Let us repeat the formulation of the task once again: we needed to pass the SGX support parameters to the XML configuration file of the virtual machine. When we just started solving this problem, there was no SGX support in OpenStack and libvirt, respectively, it was impossible to transfer them to the XML of the virtual machine natively.



We first tried to solve this problem by adding a Qemu command-line block to the script to connect to the hypervisor via libvirt, as described in the Intel developer guide :



<qemu:commandline>
     <qemu:arg value='-cpu'/>
     <qemu:arg value='host,+sgx,+sgxlc'/>
     <qemu:arg value='-object'/>
     <qemu:arg value='memory-backend-epc,id=mem1,size=''' + epc + '''M,prealloc'/>
     <qemu:arg value='-sgx-epc'/>
     <qemu:arg value='id=epc1,memdev=mem1'/>
</qemu:commandline>
      
      





But after that, a second processor option was added to the virtual machine:



[root@compute-sgx ~] cat /proc/$PID/cmdline |xargs -0 printf "%s\n" |awk '/cpu/ { getline x; print $0 RS x; }'
-cpu
Skylake-Client-IBRS
-cpu
host,+sgx,+sgxlc
      
      





The first option was set normally, and the second was added directly by us in the Qemu command-line block . This led to an inconvenience when choosing a processor emulation model: whichever processor model we substituted into cpu_model in the configuration file of the Nova compute node, we saw the display of the host processor in the virtual machine.



How to solve this problem?



In search of an answer, we first tried experimenting with the line < qemu: arg value = 'host, + sgx, + sgxlc'/> and try to transfer the processor model to it, but this did not cancel the duplication of this option after the VM was started. Then it was decided to use libvirt to assign CPU flags and control them through the Nov'y configuration file of the computational node using the cpu_model_extra_flags parameter .



The task turned out to be more difficult than we expected: we needed to study the Intel IA-32 - CPUID instruction, as well as find information on the required registers and bits in the Intel documentation on SGX.



Further search: digging deeper into libvirt



The developer documentation for the Nova service states that the CPU flag mapping must be supported by libvirt itself.

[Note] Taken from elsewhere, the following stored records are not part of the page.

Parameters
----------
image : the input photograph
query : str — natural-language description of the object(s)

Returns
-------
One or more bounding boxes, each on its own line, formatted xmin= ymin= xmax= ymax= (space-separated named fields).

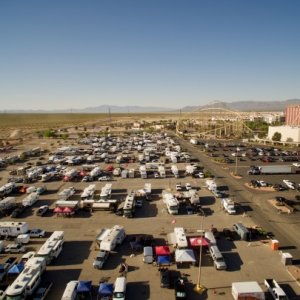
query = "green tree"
xmin=272 ymin=131 xmax=281 ymax=142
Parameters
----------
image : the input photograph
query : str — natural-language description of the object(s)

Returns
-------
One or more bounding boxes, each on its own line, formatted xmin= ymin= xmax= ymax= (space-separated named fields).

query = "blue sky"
xmin=0 ymin=0 xmax=300 ymax=110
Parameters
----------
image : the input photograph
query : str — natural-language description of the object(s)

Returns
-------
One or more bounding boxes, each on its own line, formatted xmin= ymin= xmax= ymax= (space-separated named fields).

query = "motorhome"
xmin=80 ymin=184 xmax=96 ymax=200
xmin=140 ymin=165 xmax=147 ymax=179
xmin=0 ymin=222 xmax=28 ymax=237
xmin=36 ymin=231 xmax=64 ymax=264
xmin=163 ymin=193 xmax=179 ymax=215
xmin=174 ymin=227 xmax=188 ymax=248
xmin=100 ymin=225 xmax=126 ymax=251
xmin=5 ymin=257 xmax=46 ymax=300
xmin=22 ymin=192 xmax=40 ymax=207
xmin=100 ymin=183 xmax=112 ymax=200
xmin=123 ymin=191 xmax=135 ymax=218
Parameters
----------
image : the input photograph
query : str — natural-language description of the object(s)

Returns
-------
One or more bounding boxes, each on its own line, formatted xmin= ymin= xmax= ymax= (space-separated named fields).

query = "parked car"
xmin=33 ymin=281 xmax=53 ymax=300
xmin=135 ymin=199 xmax=143 ymax=208
xmin=36 ymin=205 xmax=49 ymax=217
xmin=93 ymin=250 xmax=109 ymax=269
xmin=176 ymin=184 xmax=182 ymax=191
xmin=4 ymin=243 xmax=26 ymax=253
xmin=159 ymin=268 xmax=171 ymax=288
xmin=10 ymin=205 xmax=26 ymax=218
xmin=98 ymin=176 xmax=111 ymax=181
xmin=174 ymin=278 xmax=187 ymax=300
xmin=28 ymin=228 xmax=46 ymax=238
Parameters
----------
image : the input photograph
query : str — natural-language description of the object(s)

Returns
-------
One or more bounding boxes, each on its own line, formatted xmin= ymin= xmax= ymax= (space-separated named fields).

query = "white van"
xmin=112 ymin=276 xmax=126 ymax=300
xmin=209 ymin=246 xmax=227 ymax=270
xmin=204 ymin=231 xmax=217 ymax=246
xmin=143 ymin=247 xmax=153 ymax=264
xmin=61 ymin=280 xmax=78 ymax=300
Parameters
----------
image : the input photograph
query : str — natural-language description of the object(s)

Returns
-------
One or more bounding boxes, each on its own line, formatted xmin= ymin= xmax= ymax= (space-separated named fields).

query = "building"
xmin=268 ymin=126 xmax=300 ymax=143
xmin=285 ymin=105 xmax=300 ymax=126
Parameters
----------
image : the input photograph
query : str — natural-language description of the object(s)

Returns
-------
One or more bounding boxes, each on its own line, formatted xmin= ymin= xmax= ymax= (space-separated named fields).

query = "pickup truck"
xmin=0 ymin=257 xmax=17 ymax=282
xmin=264 ymin=279 xmax=288 ymax=300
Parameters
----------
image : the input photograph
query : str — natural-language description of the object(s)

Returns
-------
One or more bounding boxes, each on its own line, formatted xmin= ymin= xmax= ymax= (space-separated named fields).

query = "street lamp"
xmin=194 ymin=215 xmax=206 ymax=294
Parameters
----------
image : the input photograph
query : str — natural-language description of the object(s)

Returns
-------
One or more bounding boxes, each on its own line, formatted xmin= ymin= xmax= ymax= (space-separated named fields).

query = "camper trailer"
xmin=5 ymin=257 xmax=46 ymax=300
xmin=36 ymin=231 xmax=64 ymax=264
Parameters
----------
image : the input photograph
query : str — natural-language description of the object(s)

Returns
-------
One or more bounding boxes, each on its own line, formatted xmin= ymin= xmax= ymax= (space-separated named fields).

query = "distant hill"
xmin=0 ymin=105 xmax=173 ymax=114
xmin=181 ymin=99 xmax=300 ymax=112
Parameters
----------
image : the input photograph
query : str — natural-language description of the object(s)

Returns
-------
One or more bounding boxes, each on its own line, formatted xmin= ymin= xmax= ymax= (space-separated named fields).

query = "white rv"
xmin=174 ymin=227 xmax=188 ymax=248
xmin=22 ymin=192 xmax=40 ymax=206
xmin=36 ymin=231 xmax=64 ymax=264
xmin=123 ymin=191 xmax=135 ymax=218
xmin=100 ymin=183 xmax=112 ymax=200
xmin=100 ymin=225 xmax=126 ymax=251
xmin=0 ymin=222 xmax=28 ymax=237
xmin=5 ymin=257 xmax=46 ymax=300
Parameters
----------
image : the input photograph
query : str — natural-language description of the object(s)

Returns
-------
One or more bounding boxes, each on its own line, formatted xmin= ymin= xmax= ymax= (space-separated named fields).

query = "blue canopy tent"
xmin=7 ymin=263 xmax=24 ymax=275
xmin=97 ymin=283 xmax=114 ymax=299
xmin=157 ymin=255 xmax=171 ymax=266
xmin=76 ymin=280 xmax=92 ymax=299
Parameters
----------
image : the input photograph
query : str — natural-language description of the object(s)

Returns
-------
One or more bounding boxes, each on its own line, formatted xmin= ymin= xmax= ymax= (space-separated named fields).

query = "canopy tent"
xmin=155 ymin=246 xmax=170 ymax=256
xmin=76 ymin=281 xmax=92 ymax=293
xmin=53 ymin=206 xmax=63 ymax=214
xmin=157 ymin=255 xmax=171 ymax=266
xmin=189 ymin=236 xmax=209 ymax=247
xmin=175 ymin=249 xmax=196 ymax=263
xmin=7 ymin=263 xmax=24 ymax=275
xmin=63 ymin=207 xmax=73 ymax=214
xmin=98 ymin=283 xmax=114 ymax=296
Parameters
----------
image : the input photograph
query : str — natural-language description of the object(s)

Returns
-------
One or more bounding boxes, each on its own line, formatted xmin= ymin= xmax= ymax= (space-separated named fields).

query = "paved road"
xmin=172 ymin=136 xmax=300 ymax=259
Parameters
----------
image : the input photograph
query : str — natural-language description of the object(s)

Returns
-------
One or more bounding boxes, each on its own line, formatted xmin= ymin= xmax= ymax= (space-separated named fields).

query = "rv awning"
xmin=175 ymin=249 xmax=196 ymax=263
xmin=98 ymin=283 xmax=114 ymax=296
xmin=76 ymin=281 xmax=92 ymax=293
xmin=7 ymin=264 xmax=24 ymax=275
xmin=155 ymin=246 xmax=170 ymax=256
xmin=189 ymin=236 xmax=209 ymax=247
xmin=157 ymin=255 xmax=170 ymax=266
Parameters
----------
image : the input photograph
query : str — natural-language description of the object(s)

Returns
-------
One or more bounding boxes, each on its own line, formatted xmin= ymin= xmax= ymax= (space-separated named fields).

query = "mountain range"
xmin=0 ymin=99 xmax=300 ymax=113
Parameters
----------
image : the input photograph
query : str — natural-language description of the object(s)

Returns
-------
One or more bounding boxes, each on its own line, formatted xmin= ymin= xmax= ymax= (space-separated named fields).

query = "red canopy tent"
xmin=63 ymin=207 xmax=73 ymax=214
xmin=155 ymin=246 xmax=170 ymax=256
xmin=53 ymin=207 xmax=63 ymax=214
xmin=189 ymin=236 xmax=209 ymax=247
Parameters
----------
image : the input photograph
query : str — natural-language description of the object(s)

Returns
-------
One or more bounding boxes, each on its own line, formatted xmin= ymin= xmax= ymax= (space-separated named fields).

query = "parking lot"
xmin=1 ymin=134 xmax=300 ymax=299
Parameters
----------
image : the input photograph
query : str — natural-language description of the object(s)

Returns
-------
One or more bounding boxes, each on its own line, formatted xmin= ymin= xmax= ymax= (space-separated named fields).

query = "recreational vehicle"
xmin=5 ymin=257 xmax=46 ymax=300
xmin=36 ymin=231 xmax=64 ymax=264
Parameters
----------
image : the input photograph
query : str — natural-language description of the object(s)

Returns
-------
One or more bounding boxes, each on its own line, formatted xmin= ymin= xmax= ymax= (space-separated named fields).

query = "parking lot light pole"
xmin=194 ymin=215 xmax=206 ymax=294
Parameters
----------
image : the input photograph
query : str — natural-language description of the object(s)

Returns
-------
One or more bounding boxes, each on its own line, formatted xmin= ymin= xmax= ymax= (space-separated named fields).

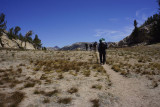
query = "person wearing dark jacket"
xmin=85 ymin=43 xmax=88 ymax=51
xmin=98 ymin=39 xmax=107 ymax=64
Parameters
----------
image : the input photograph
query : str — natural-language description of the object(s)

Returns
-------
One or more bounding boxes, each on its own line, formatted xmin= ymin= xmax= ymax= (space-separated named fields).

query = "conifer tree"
xmin=0 ymin=13 xmax=7 ymax=47
xmin=33 ymin=34 xmax=42 ymax=49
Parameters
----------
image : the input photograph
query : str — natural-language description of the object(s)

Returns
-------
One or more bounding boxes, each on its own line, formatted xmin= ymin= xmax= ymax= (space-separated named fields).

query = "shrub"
xmin=90 ymin=99 xmax=99 ymax=107
xmin=83 ymin=70 xmax=91 ymax=77
xmin=92 ymin=84 xmax=102 ymax=90
xmin=67 ymin=87 xmax=78 ymax=94
xmin=112 ymin=65 xmax=121 ymax=72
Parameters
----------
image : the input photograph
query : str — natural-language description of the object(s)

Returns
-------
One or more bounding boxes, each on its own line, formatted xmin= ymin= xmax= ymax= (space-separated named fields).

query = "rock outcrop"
xmin=0 ymin=33 xmax=35 ymax=50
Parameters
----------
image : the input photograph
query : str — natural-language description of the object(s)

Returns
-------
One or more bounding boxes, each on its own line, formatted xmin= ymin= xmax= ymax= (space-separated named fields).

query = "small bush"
xmin=90 ymin=99 xmax=99 ymax=107
xmin=92 ymin=84 xmax=102 ymax=90
xmin=67 ymin=87 xmax=78 ymax=94
xmin=24 ymin=82 xmax=35 ymax=88
xmin=112 ymin=65 xmax=121 ymax=72
xmin=83 ymin=70 xmax=91 ymax=77
xmin=43 ymin=98 xmax=50 ymax=103
xmin=58 ymin=97 xmax=72 ymax=104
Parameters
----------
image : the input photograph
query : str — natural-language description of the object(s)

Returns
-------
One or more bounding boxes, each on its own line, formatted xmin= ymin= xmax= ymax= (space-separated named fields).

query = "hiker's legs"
xmin=103 ymin=52 xmax=106 ymax=64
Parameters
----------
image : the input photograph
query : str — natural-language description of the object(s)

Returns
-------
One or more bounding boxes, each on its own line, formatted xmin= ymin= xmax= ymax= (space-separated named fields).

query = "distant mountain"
xmin=61 ymin=42 xmax=93 ymax=50
xmin=47 ymin=46 xmax=60 ymax=50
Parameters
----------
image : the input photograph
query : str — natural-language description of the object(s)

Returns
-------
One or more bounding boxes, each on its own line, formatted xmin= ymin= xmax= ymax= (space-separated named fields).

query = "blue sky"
xmin=0 ymin=0 xmax=158 ymax=47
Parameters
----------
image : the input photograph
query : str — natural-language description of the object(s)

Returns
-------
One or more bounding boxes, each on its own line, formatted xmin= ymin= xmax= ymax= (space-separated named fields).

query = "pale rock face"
xmin=0 ymin=34 xmax=35 ymax=50
xmin=1 ymin=34 xmax=19 ymax=49
xmin=22 ymin=42 xmax=35 ymax=50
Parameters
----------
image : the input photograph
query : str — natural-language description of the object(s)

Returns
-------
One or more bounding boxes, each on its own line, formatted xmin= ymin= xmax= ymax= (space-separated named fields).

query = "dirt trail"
xmin=96 ymin=52 xmax=160 ymax=107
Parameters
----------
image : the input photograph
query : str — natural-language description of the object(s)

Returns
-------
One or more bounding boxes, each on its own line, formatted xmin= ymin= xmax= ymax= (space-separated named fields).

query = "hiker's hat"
xmin=99 ymin=38 xmax=105 ymax=42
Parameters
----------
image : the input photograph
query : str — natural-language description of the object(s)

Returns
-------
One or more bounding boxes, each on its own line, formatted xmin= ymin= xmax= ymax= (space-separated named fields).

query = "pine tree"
xmin=14 ymin=26 xmax=21 ymax=39
xmin=25 ymin=30 xmax=33 ymax=48
xmin=150 ymin=0 xmax=160 ymax=43
xmin=33 ymin=34 xmax=42 ymax=49
xmin=0 ymin=13 xmax=7 ymax=47
xmin=129 ymin=20 xmax=139 ymax=45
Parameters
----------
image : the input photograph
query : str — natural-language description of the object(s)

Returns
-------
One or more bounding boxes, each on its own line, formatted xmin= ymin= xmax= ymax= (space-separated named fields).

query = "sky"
xmin=0 ymin=0 xmax=158 ymax=47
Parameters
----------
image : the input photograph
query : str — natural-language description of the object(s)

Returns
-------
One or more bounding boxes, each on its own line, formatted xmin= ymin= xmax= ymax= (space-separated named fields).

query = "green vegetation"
xmin=90 ymin=99 xmax=99 ymax=107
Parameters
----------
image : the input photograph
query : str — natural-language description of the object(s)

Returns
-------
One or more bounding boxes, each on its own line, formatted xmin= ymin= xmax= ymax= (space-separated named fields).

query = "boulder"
xmin=0 ymin=33 xmax=35 ymax=50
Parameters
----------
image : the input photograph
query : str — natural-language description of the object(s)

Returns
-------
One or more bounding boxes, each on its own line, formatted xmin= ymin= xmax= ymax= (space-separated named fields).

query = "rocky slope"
xmin=47 ymin=46 xmax=60 ymax=50
xmin=0 ymin=33 xmax=35 ymax=49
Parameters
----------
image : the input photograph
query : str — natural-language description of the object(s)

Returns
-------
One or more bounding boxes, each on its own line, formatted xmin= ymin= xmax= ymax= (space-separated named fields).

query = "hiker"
xmin=93 ymin=42 xmax=97 ymax=52
xmin=89 ymin=44 xmax=92 ymax=50
xmin=85 ymin=43 xmax=88 ymax=51
xmin=98 ymin=38 xmax=107 ymax=64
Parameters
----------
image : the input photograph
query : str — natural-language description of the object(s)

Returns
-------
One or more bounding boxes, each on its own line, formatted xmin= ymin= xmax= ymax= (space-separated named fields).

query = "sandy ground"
xmin=0 ymin=46 xmax=160 ymax=107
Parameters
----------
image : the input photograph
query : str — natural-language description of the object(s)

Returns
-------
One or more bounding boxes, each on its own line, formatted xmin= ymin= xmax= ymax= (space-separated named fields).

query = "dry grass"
xmin=0 ymin=91 xmax=25 ymax=107
xmin=67 ymin=87 xmax=78 ymax=94
xmin=92 ymin=84 xmax=102 ymax=90
xmin=83 ymin=70 xmax=91 ymax=77
xmin=90 ymin=99 xmax=100 ymax=107
xmin=24 ymin=82 xmax=35 ymax=88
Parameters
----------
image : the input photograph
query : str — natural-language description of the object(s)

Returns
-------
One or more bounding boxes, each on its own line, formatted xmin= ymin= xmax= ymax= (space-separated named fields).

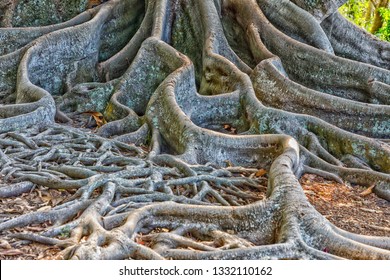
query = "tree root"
xmin=0 ymin=0 xmax=390 ymax=259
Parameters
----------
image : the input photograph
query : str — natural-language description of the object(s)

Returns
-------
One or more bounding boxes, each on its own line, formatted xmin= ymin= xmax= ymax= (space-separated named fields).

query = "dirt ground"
xmin=0 ymin=171 xmax=390 ymax=260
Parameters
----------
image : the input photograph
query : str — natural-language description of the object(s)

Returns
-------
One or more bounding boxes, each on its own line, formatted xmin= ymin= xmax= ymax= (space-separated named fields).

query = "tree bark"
xmin=0 ymin=0 xmax=390 ymax=259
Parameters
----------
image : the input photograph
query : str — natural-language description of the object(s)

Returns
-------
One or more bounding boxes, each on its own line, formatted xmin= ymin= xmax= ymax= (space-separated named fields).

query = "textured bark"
xmin=0 ymin=0 xmax=390 ymax=259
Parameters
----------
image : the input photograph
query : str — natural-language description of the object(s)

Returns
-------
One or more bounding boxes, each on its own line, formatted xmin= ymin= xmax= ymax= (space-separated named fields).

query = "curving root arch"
xmin=0 ymin=0 xmax=390 ymax=259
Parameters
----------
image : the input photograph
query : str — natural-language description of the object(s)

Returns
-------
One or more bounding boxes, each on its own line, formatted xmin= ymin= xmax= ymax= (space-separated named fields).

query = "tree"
xmin=0 ymin=0 xmax=390 ymax=259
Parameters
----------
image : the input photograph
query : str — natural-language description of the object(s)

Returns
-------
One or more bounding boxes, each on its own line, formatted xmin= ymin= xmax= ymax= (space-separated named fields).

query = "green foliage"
xmin=375 ymin=8 xmax=390 ymax=41
xmin=339 ymin=0 xmax=390 ymax=41
xmin=339 ymin=0 xmax=369 ymax=28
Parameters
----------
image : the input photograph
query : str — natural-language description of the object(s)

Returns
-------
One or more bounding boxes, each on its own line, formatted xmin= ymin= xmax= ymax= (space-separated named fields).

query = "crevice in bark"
xmin=0 ymin=0 xmax=390 ymax=259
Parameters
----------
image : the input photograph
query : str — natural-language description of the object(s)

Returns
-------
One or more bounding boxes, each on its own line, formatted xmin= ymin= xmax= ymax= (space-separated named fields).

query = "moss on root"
xmin=0 ymin=0 xmax=390 ymax=259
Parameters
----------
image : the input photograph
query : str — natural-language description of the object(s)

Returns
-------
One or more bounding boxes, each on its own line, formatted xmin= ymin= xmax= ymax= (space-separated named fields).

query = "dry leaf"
xmin=255 ymin=169 xmax=267 ymax=177
xmin=360 ymin=184 xmax=375 ymax=196
xmin=0 ymin=249 xmax=24 ymax=256
xmin=37 ymin=205 xmax=51 ymax=212
xmin=0 ymin=240 xmax=12 ymax=249
xmin=83 ymin=111 xmax=107 ymax=127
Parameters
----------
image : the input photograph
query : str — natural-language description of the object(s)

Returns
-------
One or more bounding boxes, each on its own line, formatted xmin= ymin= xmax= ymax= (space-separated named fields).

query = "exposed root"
xmin=0 ymin=0 xmax=390 ymax=259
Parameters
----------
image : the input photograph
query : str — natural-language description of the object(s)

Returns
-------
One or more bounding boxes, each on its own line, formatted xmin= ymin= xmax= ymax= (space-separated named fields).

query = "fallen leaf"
xmin=0 ymin=249 xmax=24 ymax=256
xmin=0 ymin=240 xmax=12 ymax=249
xmin=255 ymin=169 xmax=267 ymax=177
xmin=360 ymin=184 xmax=375 ymax=196
xmin=37 ymin=205 xmax=51 ymax=212
xmin=83 ymin=111 xmax=107 ymax=127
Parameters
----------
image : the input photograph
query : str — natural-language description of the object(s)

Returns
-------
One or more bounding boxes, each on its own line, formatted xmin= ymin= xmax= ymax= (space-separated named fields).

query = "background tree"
xmin=0 ymin=0 xmax=390 ymax=259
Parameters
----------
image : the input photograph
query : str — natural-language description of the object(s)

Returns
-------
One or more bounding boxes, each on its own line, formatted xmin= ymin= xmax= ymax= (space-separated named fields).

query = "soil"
xmin=0 ymin=172 xmax=390 ymax=260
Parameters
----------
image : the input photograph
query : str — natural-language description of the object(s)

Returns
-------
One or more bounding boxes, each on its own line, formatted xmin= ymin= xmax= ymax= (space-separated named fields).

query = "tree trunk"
xmin=0 ymin=0 xmax=390 ymax=259
xmin=364 ymin=0 xmax=374 ymax=28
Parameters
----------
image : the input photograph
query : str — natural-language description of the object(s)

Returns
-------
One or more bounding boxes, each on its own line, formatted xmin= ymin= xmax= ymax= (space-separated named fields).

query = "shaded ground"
xmin=300 ymin=174 xmax=390 ymax=236
xmin=0 ymin=170 xmax=390 ymax=260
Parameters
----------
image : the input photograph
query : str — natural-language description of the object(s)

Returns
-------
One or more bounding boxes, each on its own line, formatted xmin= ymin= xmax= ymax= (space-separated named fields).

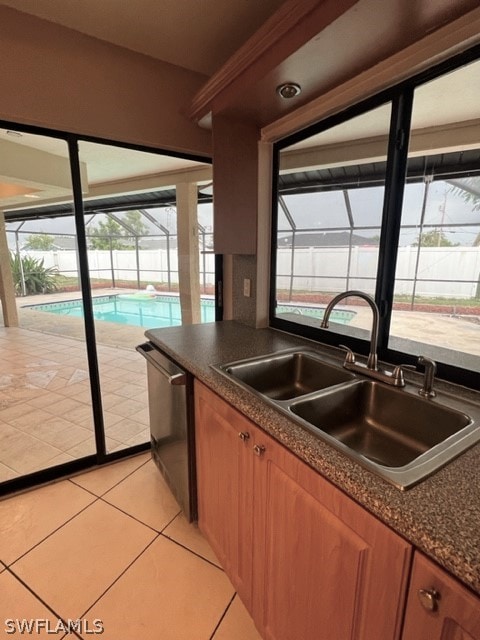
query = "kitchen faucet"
xmin=320 ymin=290 xmax=380 ymax=371
xmin=320 ymin=290 xmax=405 ymax=387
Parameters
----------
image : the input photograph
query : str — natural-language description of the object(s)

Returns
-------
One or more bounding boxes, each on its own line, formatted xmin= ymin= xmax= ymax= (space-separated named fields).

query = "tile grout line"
xmin=209 ymin=592 xmax=237 ymax=640
xmin=2 ymin=492 xmax=99 ymax=569
xmin=99 ymin=492 xmax=181 ymax=535
xmin=5 ymin=567 xmax=83 ymax=640
xmin=68 ymin=453 xmax=150 ymax=504
xmin=160 ymin=532 xmax=225 ymax=573
xmin=79 ymin=533 xmax=160 ymax=618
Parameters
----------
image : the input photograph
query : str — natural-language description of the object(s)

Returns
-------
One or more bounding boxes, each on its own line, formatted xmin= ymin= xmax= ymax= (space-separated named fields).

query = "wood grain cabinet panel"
xmin=195 ymin=382 xmax=411 ymax=640
xmin=403 ymin=552 xmax=480 ymax=640
xmin=195 ymin=381 xmax=254 ymax=608
xmin=253 ymin=434 xmax=411 ymax=640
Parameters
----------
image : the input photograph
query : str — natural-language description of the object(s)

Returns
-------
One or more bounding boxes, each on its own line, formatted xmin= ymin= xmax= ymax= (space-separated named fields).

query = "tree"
xmin=25 ymin=233 xmax=55 ymax=251
xmin=10 ymin=253 xmax=58 ymax=295
xmin=412 ymin=229 xmax=459 ymax=247
xmin=452 ymin=182 xmax=480 ymax=247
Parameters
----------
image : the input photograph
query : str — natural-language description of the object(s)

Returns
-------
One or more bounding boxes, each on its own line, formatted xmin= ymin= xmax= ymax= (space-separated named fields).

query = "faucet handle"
xmin=392 ymin=364 xmax=415 ymax=387
xmin=417 ymin=356 xmax=437 ymax=398
xmin=338 ymin=344 xmax=355 ymax=364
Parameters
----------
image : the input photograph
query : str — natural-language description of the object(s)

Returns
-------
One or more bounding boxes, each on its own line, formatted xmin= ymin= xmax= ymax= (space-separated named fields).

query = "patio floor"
xmin=0 ymin=290 xmax=150 ymax=482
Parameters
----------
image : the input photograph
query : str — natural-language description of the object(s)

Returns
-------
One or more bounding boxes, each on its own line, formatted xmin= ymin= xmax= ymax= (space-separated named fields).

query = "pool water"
xmin=25 ymin=293 xmax=355 ymax=329
xmin=24 ymin=293 xmax=215 ymax=329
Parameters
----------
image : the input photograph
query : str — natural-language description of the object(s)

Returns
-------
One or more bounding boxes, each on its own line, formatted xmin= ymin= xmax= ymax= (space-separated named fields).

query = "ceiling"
xmin=0 ymin=0 xmax=284 ymax=76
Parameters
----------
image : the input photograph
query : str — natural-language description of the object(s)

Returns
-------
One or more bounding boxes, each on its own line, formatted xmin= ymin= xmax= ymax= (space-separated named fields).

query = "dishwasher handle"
xmin=135 ymin=342 xmax=187 ymax=386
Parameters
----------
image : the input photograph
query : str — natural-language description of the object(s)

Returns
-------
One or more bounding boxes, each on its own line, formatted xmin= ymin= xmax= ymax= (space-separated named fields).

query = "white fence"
xmin=277 ymin=247 xmax=480 ymax=298
xmin=20 ymin=247 xmax=480 ymax=298
xmin=26 ymin=249 xmax=215 ymax=284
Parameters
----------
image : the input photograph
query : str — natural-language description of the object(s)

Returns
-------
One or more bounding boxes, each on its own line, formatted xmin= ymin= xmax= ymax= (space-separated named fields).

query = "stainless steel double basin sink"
xmin=213 ymin=350 xmax=480 ymax=489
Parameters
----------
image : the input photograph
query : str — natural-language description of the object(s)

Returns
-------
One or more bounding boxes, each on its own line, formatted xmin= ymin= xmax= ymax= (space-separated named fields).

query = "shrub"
xmin=10 ymin=253 xmax=58 ymax=295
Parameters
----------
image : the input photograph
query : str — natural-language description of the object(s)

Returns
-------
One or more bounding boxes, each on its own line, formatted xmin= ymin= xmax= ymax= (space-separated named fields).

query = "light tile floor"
xmin=0 ymin=454 xmax=260 ymax=640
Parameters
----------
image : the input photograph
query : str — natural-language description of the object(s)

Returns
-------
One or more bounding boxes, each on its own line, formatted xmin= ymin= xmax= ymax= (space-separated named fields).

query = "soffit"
xmin=192 ymin=0 xmax=478 ymax=127
xmin=0 ymin=0 xmax=283 ymax=75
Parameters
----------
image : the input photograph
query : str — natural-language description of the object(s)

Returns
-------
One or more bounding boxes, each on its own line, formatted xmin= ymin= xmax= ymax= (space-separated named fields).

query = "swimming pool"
xmin=28 ymin=293 xmax=215 ymax=329
xmin=24 ymin=293 xmax=355 ymax=329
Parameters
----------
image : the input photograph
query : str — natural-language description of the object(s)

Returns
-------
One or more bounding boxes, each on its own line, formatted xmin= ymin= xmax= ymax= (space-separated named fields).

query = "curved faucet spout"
xmin=321 ymin=290 xmax=380 ymax=371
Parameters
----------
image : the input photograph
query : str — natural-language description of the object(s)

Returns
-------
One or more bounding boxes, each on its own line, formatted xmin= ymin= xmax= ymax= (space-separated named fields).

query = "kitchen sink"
xmin=220 ymin=351 xmax=355 ymax=400
xmin=290 ymin=380 xmax=471 ymax=467
xmin=213 ymin=349 xmax=480 ymax=490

We found a file that describes all the CPU flags - this is x86_features.xml (relevant since libvirt 4.7.0). After reviewing this file, we assumed (as it turned out later, erroneously) that we only need to get the hex addresses of the required registers in the 7th sheet using the cpuid utility. From the Intel documentation, we learned in which registers the instructions we need are called: sgx is in the EBX register, and sgxlc is in the ECX.



[root@compute-sgx ~] cpuid -l 7 -1 |grep SGX
      SGX: Software Guard Extensions supported = true
      SGX_LC: SGX launch config supported      = true

[root@compute-sgx ~] cpuid -l 7 -1 -r
CPU:
   0x00000007 0x00: eax=0x00000000 ebx=0x029c6fbf ecx=0x40000000 edx=0xbc000600
      
      





After adding the sgx and sgxlc flags with the values ​​obtained using the cpuid utility, we received the following error message:



error : x86Compute:1952 : out of memory
      
      





The message, to put it bluntly, is not very informative. To somehow understand what the problem is, we opened an issue in gitlab libvirt. The libvirt developers noticed that an incorrect error was displayed and fixed it, indicating that libvirt could not find the correct instruction that we were calling and guessed where we might be wrong. But to understand what exactly we needed to indicate so that there was no error, we did not succeed.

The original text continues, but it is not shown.